Kystpilgrimsleia, Norwegian for "Coastal Pilgrim Route", is the name of the pilgrim way that runs along the west coast of Norway and culminates at the Nidaros Cathedral in Trondheim. Kystpilgrimsleia is a joint project between four counties and four diocese to create a comprehensive and sustainable tourism product that promotes cultural heritage and provides a unique experience of more all the fjords of Norway.

==History==
The Coastal Pilgrim Route along the Norwegian coast was one of the most important and perhaps the most widely used pilgrim routes of the Middle Ages going to Nidaros, now called Trondheim. The Nidaros Cathedral kept the relics by the Norwegian holy king St. Olav was taken care of. The Coastal Pilgrim route is mentioned in written sources already in the late 1000s.

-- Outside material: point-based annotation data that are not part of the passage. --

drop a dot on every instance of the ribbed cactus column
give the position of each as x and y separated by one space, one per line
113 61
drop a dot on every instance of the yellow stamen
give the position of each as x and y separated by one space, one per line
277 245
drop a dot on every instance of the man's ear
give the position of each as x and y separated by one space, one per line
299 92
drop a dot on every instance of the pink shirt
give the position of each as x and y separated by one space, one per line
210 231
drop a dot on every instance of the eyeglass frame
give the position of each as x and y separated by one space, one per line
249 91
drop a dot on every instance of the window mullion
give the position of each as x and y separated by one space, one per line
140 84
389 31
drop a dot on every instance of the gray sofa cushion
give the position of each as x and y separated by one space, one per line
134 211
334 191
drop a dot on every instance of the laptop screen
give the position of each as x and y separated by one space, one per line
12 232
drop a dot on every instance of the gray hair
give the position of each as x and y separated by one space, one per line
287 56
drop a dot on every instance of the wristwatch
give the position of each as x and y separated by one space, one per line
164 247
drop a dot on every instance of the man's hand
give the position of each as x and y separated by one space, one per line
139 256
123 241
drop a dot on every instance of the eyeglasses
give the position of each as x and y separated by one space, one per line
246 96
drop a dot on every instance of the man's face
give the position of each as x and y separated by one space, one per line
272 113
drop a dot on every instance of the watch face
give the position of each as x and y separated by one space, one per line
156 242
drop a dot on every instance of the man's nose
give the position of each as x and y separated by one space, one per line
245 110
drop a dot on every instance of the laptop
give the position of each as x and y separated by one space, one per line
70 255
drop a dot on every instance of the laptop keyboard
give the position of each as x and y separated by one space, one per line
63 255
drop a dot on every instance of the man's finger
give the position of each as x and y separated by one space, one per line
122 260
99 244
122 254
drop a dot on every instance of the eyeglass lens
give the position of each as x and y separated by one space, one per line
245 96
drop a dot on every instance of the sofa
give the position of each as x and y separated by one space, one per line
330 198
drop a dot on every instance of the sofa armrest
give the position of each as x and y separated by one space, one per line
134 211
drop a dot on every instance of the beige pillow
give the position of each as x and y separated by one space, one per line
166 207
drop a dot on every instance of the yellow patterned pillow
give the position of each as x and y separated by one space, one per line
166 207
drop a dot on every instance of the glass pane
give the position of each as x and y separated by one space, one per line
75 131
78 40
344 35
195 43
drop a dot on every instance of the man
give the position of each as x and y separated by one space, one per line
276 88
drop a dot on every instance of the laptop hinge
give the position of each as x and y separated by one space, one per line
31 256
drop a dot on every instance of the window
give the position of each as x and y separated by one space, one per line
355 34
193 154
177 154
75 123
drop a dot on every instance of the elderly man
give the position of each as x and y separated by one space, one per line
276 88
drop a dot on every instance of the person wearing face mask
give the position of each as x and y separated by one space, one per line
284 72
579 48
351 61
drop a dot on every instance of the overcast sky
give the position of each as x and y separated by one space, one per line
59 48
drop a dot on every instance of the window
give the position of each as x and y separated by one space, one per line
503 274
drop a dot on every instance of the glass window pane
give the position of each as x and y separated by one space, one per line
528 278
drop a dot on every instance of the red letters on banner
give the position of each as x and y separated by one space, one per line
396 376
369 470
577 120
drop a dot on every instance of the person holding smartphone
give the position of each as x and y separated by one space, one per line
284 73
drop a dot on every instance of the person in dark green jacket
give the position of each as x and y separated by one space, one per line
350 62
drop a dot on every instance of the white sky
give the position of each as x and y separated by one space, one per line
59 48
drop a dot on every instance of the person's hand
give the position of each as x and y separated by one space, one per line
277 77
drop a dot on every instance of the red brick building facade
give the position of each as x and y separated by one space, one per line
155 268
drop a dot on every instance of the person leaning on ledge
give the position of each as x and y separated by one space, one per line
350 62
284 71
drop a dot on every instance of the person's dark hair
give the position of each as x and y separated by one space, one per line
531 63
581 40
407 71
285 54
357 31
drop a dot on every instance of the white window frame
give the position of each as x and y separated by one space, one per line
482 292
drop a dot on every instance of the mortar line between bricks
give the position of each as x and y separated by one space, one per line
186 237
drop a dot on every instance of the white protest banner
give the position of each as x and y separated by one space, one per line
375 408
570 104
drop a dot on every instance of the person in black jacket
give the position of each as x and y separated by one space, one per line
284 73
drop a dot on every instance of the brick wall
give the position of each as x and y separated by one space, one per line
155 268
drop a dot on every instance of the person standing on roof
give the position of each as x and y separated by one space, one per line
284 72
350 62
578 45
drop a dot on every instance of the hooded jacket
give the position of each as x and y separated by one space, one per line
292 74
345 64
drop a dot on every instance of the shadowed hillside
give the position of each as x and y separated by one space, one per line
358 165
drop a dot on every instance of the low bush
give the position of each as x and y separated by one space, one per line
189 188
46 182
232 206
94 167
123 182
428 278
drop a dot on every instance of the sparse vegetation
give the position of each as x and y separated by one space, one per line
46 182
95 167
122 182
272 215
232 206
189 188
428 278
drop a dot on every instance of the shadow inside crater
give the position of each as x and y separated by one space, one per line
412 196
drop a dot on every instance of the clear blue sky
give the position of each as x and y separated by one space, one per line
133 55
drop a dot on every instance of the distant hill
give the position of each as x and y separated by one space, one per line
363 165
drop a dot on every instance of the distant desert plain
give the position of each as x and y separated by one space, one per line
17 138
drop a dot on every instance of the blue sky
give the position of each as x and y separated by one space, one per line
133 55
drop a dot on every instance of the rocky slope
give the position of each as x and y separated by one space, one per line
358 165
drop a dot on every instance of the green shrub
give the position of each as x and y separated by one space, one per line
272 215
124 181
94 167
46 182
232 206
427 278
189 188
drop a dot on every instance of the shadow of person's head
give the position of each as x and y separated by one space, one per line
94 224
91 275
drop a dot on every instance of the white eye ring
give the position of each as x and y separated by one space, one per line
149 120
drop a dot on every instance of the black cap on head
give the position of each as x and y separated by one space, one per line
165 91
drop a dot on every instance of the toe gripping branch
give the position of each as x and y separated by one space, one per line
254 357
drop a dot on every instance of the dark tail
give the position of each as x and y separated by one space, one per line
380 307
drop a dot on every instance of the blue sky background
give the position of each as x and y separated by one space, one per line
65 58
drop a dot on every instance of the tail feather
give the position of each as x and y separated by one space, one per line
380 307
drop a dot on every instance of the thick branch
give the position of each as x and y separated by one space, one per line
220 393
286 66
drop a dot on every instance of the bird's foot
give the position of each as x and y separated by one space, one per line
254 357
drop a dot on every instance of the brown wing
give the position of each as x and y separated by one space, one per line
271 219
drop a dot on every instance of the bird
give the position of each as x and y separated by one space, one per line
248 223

The shrine in Nidaros was mentioned in historical texts as early as 1075, for example in the works of Adam of Bremen's "Bremen's Gesta Pontificum Hammaburgensis ecclesiae". The first church on the Nidaros site was built in 1075 over the site of St Olav's grave, where Nidaros Cathedral now sits. There are also the various accounts for pilgrimage routes to Nidaros, including coastal pilgrim way: "If you sail from Aalborg and Vendsyssel in Denmark, you come to Viken in a day, which is a town in Norway (probably Oslo). From there you hold left and sail along the coast of Norway and on the fifth day you reach the city Trondheim. One can also get an other road, which leads from the Danes in their Scania overland to Trondheim. But this road over the mountains takes longer, and since it is dangerous, it is avoided by the pilgrims.» Arriving by sea by Kystpilgrimsleia- constituted thus, according to Adam of Bremen, the most used artery to Nidaros, although the sea route was also dangerous with changing weather and pirates. Both Norwegian and foreign pilgrims flocked here, either to travel all the way to Nidaros, or to visit many of the local shrines.

==Tourism in the fjords==
Kystpilgrimsleia is a project under development (2014-2017). When ready, the route will consist of easy-to-access information on how to travel the route, by kayak, canoe or boat as well as a well developed network of high quality tourism supply of various kinds.